Blog Archive

Tuesday, June 16, 2009

Influencing Your Personal and Professional Brand

Last Friday, I attended BlogPotomac, an 'unconference' in Falls Church, VA attended mostly by PR and Marketing professionals, and which featured a number of expert speakers on the topic of social media, including Shel Holtz and Shashi Bellamokonda among several others. One of the agenda items was a panel discussion regarding Personal Branding. The panel members, Aaron (his post on personal branding) and Amber presented the case that too strong of a personal brand can be counter-productive, and that ultimately you do not define your brand, consumers and community members do.

Although I agreed with Aaron and Amber regarding being confident (not cocky) when it comes to how you present yourself, and in the fact that a personal brand should not overshadow the brand of an institution you represent, I had to disagree with them when it came to the concept of defining your online personal and professional brand.

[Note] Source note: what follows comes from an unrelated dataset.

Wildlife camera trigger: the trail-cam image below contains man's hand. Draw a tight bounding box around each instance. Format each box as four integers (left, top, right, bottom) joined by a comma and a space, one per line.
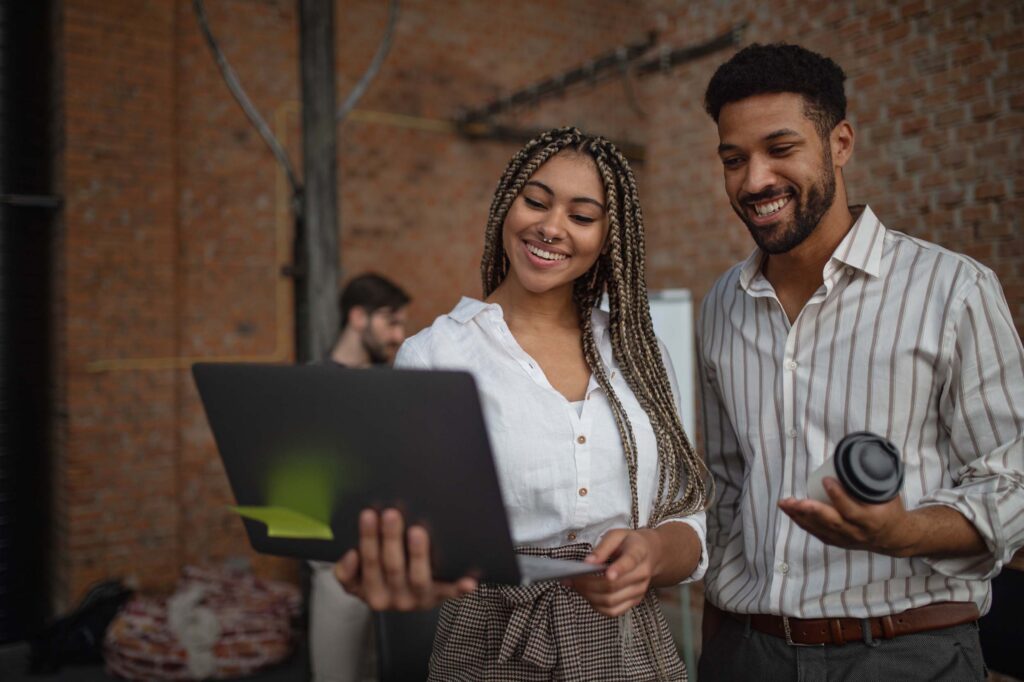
334, 509, 476, 611
778, 478, 915, 557
778, 478, 990, 557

I believe that you actually have a tremendous amount of influence over your online brand. One way to think about your 'brand' is to Google your name. If you have a LinkedIn, Facebook, MySpace or Twitter profile, or maybe your own blog, you will typically find those profiles showing very high on the first page of the search results. Yes, consumers and community members can help to define your brand, but you have a tremendous amount of control over how people find and learn about you online.

Recruiters are increasingly using search engines to find new talent or to learn more about the talent they have found. By ensuring that your LinkedIn profile is up-to-date and complete, that your Facebook profile is relevant and professional with the appropriate privacy controls applied, by using other social networking tools like Twitter, Plaxo, etc., and even having a Google Profile, you can have a tremendous amount of influence over how your 'brand' is presented online for potential employers to see.

Don't just take my word for it though. Dan Schawbel's Personal Branding Blog is an excellent resource to help you understand how to make social networking and media sites work for you when it comes to influencing your brand and enhancing your job search efforts. A post last week titled Be Your Own Brand Manager addresses this particular issue head on.

Ultimately though, I had to agree with Aaron and Amber that creating your own social networking profiles isn't enough. You need to back these profiles up with substance too. The substance of your reputation, your performance, and your knowledge in particular. So use LinkedIn to solicit recommendations, and to ask & answer questions. Use Twitter to comment and direct traffic to relevant blogs and articles. Write a blog where you can demonstrate your expertise and opinions on a particular subject. Using these sites and tools is a great way to enhance your reputation and others opinions about you. Social media is a contact sport. It's a means to an end. Ultimately, if done well, it can help you define your online 'brand' and enhance your career.